Here’s their Top Ten list of airports for 2018:

  1. Indianapolis International Airport
  2. Portland Oregon International Airport (PDX)
  3. Bradley International Airport (BDL)
  4. Minneapolis-St. Paul International Airport (MSP)
  5. Tampa International Airport (TPA)
  6. Detroit Metro Airport (DTW)
  7. Phoenix Sky Harbor International Airport (PHX)
  8. Dallas/Fort Worth International Airport (DFW)
  9. George  Bush International Airport (IAH)
  10. Baltimore-Washington International Airport (BWI)

Any of your favorites on this list? Or any airports you think were robbed of a spot?

Airports of the future

What will the airport of the (near) future look like? I’ve got a story in the current issue of AFAR that lays out that scenario.  Here are some of the highlights.

Photo -by Harriet Baskas

Your face is your ticket

Get ready for single-token travel. A facial scan and an initial look at your passport is already all you need at some airports.

Smart(er) security lanes

Time-saving, stress-busting security checkpoints will soon be universal. Improved technology speeds up the bin-loading process and allows TSA officers to scan carry-ons quicker and find bags containing prohibited items in a flash

In-airport delivery

Food and merchandise comes to you, wherever you are in the airport. OTG’s tablet-centered ordering and grocery-style self-checkout lanes are expanding, as are app-powered mobile delivery services such as Airport Sherpa and At Your Gate, already on-duty at the Baltimore, San Diego and Newark airports.

 Where’s my bag?

Lost luggage is a bummer. But more bags arrive as promised thanks to airports that employ tools such as radio frequency identification (RFID) tags and monitoring apps to track bags from the time they’re accepted at the airport to delivery at the bag claim.

Find your car – and an open restroom stall

High-tech lighting systems guide travelers to open spaces in giant airport parking garages and direct home-bound passengers to lost cars. Airport restrooms are high-tech too, with occupied/unoccupied signals over the stalls and technology that alerts maintenance teams to lavs that need cleaning.

Count on cryptocurrency.

Australia’s Brisbane International led the way by letting travelers pay for purchases with cryptocurrency. Amsterdam’s Schiphol Airport followed with kiosks that exchange leftover cash for Bitcoin. Count on airports, the first and last city stop for international visitors, to embrace digital currency as its popularity rises.

A nap or a night at the airport

Short-stay cocoon sleeping pods and microhotels from the likes of Minute SuitesSleepbox Hotel, and Yotel offer weary passengers recharging rests inside terminals. For longer stays, look for more full-size airport-adjacent hotels, such as the InterContinental at Minneapolis−St. Paul Airport, opened in July, and the TWA Hotel at JFK International, due in 2019.

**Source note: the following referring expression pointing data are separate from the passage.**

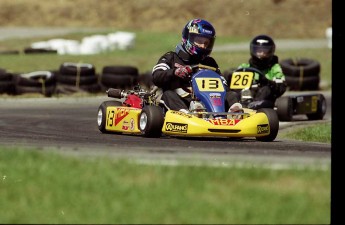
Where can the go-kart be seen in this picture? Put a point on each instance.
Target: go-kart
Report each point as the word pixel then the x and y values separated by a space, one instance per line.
pixel 313 105
pixel 140 112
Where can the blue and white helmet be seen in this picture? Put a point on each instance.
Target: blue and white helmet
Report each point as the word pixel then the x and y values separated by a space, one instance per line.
pixel 196 29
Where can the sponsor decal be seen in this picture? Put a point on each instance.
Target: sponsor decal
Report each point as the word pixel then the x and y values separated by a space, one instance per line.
pixel 263 129
pixel 176 127
pixel 181 114
pixel 215 95
pixel 125 125
pixel 224 122
pixel 207 31
pixel 131 124
pixel 215 98
pixel 121 114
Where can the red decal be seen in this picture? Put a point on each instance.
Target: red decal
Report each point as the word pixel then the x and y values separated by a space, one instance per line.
pixel 120 114
pixel 216 101
pixel 224 122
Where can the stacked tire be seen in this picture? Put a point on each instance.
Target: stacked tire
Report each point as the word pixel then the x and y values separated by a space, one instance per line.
pixel 40 82
pixel 6 82
pixel 121 77
pixel 75 77
pixel 301 74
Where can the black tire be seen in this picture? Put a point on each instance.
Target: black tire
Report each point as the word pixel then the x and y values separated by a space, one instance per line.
pixel 273 123
pixel 284 106
pixel 73 69
pixel 70 89
pixel 39 51
pixel 101 114
pixel 120 70
pixel 321 109
pixel 7 87
pixel 302 83
pixel 36 79
pixel 151 121
pixel 43 82
pixel 302 67
pixel 47 91
pixel 115 81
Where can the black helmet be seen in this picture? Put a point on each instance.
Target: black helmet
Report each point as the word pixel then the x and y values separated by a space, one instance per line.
pixel 198 30
pixel 262 47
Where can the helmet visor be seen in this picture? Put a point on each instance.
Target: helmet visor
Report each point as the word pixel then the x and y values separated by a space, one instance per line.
pixel 203 42
pixel 262 52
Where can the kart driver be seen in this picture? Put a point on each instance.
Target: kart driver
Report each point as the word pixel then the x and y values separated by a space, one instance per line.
pixel 173 70
pixel 262 49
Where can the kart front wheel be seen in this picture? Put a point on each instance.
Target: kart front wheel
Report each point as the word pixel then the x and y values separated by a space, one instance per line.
pixel 151 121
pixel 102 114
pixel 273 123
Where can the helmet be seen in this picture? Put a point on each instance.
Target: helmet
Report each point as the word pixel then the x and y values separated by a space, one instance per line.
pixel 262 47
pixel 198 38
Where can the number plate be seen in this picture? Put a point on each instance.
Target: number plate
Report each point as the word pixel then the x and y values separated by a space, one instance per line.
pixel 210 84
pixel 241 80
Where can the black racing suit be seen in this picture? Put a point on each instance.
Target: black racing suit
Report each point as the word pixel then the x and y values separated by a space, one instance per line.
pixel 163 77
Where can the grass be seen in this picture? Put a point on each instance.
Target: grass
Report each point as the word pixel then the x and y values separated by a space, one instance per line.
pixel 46 187
pixel 314 133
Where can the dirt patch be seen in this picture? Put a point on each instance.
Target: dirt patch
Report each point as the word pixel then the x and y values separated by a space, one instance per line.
pixel 279 18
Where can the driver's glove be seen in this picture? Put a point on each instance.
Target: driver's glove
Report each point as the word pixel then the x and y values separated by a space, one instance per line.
pixel 183 72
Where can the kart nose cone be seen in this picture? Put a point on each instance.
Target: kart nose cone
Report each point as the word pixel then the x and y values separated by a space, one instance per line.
pixel 99 117
pixel 143 121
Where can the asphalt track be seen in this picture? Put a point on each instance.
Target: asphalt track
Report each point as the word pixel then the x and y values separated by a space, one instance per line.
pixel 68 125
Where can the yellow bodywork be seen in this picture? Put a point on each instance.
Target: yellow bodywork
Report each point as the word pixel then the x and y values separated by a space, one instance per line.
pixel 122 119
pixel 126 120
pixel 181 124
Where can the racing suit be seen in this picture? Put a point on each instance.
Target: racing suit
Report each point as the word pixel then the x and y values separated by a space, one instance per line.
pixel 267 92
pixel 176 93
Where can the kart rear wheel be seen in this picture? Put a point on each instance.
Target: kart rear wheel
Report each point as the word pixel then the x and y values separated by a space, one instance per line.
pixel 102 114
pixel 284 108
pixel 273 123
pixel 151 121
pixel 321 109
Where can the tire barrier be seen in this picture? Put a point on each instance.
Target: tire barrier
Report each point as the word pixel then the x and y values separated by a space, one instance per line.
pixel 301 74
pixel 42 82
pixel 6 82
pixel 79 76
pixel 123 77
pixel 39 51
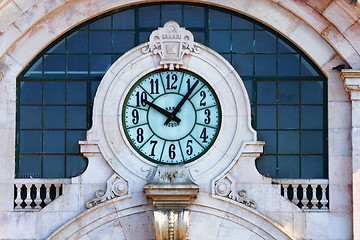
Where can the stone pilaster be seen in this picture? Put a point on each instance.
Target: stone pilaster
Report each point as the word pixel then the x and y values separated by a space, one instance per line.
pixel 351 79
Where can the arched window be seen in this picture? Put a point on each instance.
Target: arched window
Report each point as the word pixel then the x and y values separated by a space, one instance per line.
pixel 286 90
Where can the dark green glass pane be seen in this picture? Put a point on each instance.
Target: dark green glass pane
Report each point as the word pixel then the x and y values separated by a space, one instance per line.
pixel 265 42
pixel 75 165
pixel 288 92
pixel 100 42
pixel 289 65
pixel 72 141
pixel 288 117
pixel 289 142
pixel 29 166
pixel 312 142
pixel 266 165
pixel 266 92
pixel 242 41
pixel 266 117
pixel 289 166
pixel 244 64
pixel 76 92
pixel 77 64
pixel 149 16
pixel 76 117
pixel 30 117
pixel 220 41
pixel 54 64
pixel 239 23
pixel 219 20
pixel 123 41
pixel 54 117
pixel 99 64
pixel 54 141
pixel 171 12
pixel 124 20
pixel 312 92
pixel 312 117
pixel 54 166
pixel 101 24
pixel 265 65
pixel 30 141
pixel 270 141
pixel 78 42
pixel 312 167
pixel 54 92
pixel 194 16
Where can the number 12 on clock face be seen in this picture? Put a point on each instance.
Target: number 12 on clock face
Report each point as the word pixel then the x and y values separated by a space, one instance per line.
pixel 171 117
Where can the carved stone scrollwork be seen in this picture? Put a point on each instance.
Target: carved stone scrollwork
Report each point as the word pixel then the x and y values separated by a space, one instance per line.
pixel 226 187
pixel 171 43
pixel 116 186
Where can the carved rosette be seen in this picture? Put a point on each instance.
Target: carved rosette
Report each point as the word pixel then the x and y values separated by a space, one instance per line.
pixel 226 187
pixel 116 187
pixel 171 43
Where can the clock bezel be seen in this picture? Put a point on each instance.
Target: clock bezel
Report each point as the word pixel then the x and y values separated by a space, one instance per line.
pixel 135 149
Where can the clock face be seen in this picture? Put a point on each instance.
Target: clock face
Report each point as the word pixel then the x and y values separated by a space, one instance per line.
pixel 171 117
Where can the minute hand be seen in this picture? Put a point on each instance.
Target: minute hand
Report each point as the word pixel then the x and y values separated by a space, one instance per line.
pixel 181 103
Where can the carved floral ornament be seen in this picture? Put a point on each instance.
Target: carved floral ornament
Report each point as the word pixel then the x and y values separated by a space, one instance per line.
pixel 171 43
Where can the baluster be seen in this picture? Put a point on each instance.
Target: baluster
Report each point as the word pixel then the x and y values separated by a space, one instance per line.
pixel 47 199
pixel 18 199
pixel 28 199
pixel 323 200
pixel 38 200
pixel 295 198
pixel 314 200
pixel 305 200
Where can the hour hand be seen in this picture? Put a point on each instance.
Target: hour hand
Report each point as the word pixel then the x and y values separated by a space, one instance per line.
pixel 162 111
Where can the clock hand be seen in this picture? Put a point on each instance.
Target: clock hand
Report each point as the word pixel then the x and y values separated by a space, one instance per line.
pixel 172 116
pixel 161 110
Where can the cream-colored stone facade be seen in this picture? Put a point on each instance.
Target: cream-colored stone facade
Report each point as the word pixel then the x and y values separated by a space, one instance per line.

Airport cities offer milk, medical facilities and more

No longer ‘just’ transportation nodes, airports are branching out with full-service grocery stores, medical facilities, movie theaters and entertainment centers. The observation deck at Incheon Airport’s new Terminal 2 offers virtual reality experiences, while Singapore’s Changi Airport 10-story Jewel complex (opening 2019) promises the world’s tallest indoor waterfall.

Go to Miami – or Mars

 

As space travel and space tourism moves closer to reality, some airports plan to double as spaceports, so travelers can set out across an ocean – or out of this world.

What features are you hoping pop up at the airport of the future?